Mais comme le président plaide pour un deuxième mandat avant les élections de novembre, il n’a pas grand-chose à montrer pour une bataille commerciale meurtrière qui a été la pierre angulaire de sa politique étrangère.

Cette hausse du déficit global a probablement moins à voir avec les relations américano-chinoises qu’avec la pandémie de coronavirus, qui a bloqué le commerce extérieur alors que les pays bloquaient leurs économies.

Mais c’est un regard rude pour Trump, qui a fait du déficit central à son crachat avec Pékin malgré les experts affirmant que seul n’est pas nécessairement un inconvénient pour l’économie.

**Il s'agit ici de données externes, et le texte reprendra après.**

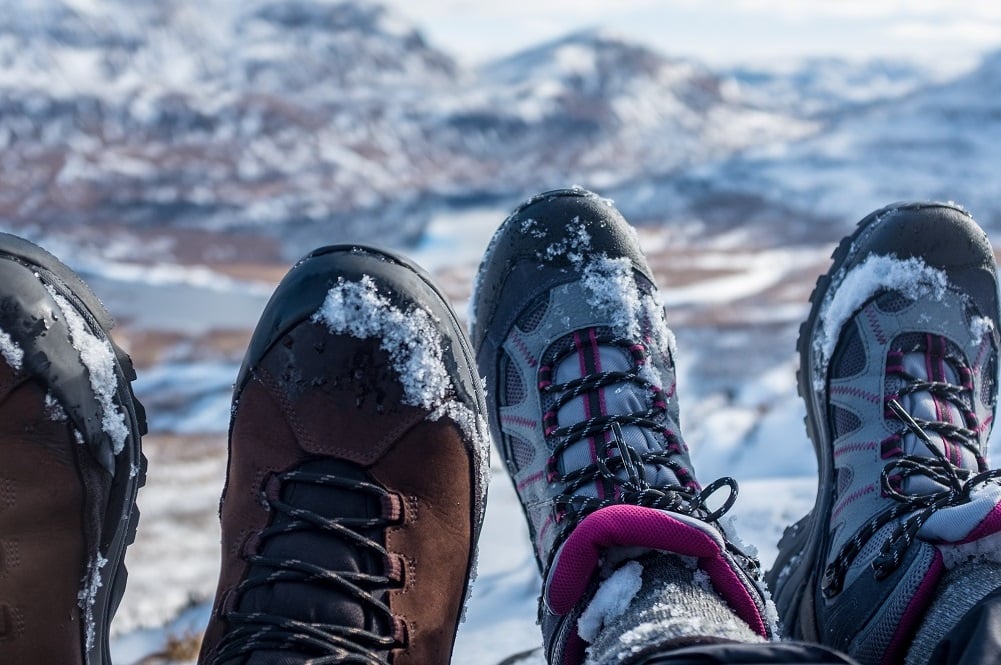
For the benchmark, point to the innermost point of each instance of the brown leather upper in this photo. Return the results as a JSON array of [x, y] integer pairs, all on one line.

Avant même que la pandémie ne frappe, l’écart entre les exportations et les importations était encore plus élevé que lorsqu’il a pris ses fonctions.
Le fait que la Chine ait connu un succès économique relatif cette année n’aide pas non plus les États-Unis: les exportations et les importations du pays ont augmenté à mesure que sa l’économie rouvre. Et alors que le commerce a été touché par la pandémie, l’excédent de la Chine avec les États-Unis était d’environ 31 milliards de dollars en septembre, selon les données douanières chinoises. La guerre commerciale a également causé de graves souffrances au départ Agriculteurs américains, même si une reprise récente des ventes de soja a commencé à attirer une partie de l’aiguillon.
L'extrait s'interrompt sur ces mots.